Brasília reúne autoridades para discutir os cinco anos do 5G no país

Os cinco anos da implantação do 5G no Brasil serão tema de um encontro que reúne autoridades, reguladores, juristas e representantes de entidades privadas nesta segunda-feira (31), em Brasília. O evento “5G no Brasil: Governança, transparência, controle e entrega” é realizado no Centro de Convenções Ulysses Guimarães pelo Instituto Iter.
A programação foi organizada para discutir os resultados alcançados desde o leilão do 5G e os desafios relacionados ao modelo adotado pelo país. Ao longo do dia, três painéis abordam questões envolvendo a concessão do espectro, a atuação das entidades privadas criadas a partir do leilão e a execução dos projetos previstos.
O primeiro debate trata da origem e da natureza do modelo utilizado no leilão do 5G, além de seus benefícios, aprendizados e possíveis pontos de aperfeiçoamento. Participam da discussão Benjamin Zymler, ministro do Tribunal de Contas da União (TCU); Edson Holanda, conselheiro da Agência Nacional de Telecomunicações (Anatel) e presidente do Gaispi; e Felipe Nogueira Fernandes, consultor jurídico do Ministério das Comunicações.

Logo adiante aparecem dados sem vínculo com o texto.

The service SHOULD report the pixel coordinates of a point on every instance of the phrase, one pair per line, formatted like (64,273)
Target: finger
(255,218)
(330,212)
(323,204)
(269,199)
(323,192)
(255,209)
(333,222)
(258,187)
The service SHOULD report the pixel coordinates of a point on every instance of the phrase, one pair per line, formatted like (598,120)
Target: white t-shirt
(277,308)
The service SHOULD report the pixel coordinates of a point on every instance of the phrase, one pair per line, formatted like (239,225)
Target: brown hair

A natureza jurídica, a transparência e os limites do controle sobre entidades privadas criadas a partir de leilões de bens públicos serão discutidos no segundo painel. O debate contará com Carlos Baigorri, presidente da Anatel, e Gilvandro Araújo, advogado especializado em telecomunicações.
O terceiro painel será voltado aos resultados obtidos na prática, com foco em eficiência operacional e capacidade de execução dos projetos. Participam Gina Marques Duarte, CEO da EAF; Antonio Carlos Martelletto, presidente da EAD; e Flávio Santos, presidente da EACE, Aprender Conectado.

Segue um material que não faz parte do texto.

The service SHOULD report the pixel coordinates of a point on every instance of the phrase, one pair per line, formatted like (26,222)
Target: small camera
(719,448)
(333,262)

Segundo o Instituto Iter, o leilão do 5G estabeleceu um formato diferente do tradicional ao transformar parte da contrapartida pelo uso do espectro em obrigações de interesse público. A execução dessas medidas ficou sob responsabilidade de entidades privadas criadas especificamente para essa finalidade.

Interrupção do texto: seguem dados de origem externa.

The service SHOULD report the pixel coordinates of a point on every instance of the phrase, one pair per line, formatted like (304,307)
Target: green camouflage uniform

Para o instituto, o modelo já apresenta resultados relevantes, mas também trouxe discussões sobre a natureza jurídica dessas organizações, os mecanismos de transparência e os limites da fiscalização e do controle exercidos sobre elas.
O Instituto Iter tem entre seus sócios André Mendonça, ministro do Supremo Tribunal Federal (STF) e vice-presidente do Tribunal Superior Eleitoral (TSE), e Victor Godoy, CEO da instituição e ex-ministro da Educação durante o governo do ex-presidente Jair Bolsonaro (PL). Godoy também é auditor federal de carreira licenciado da Controladoria-Geral da União (CGU).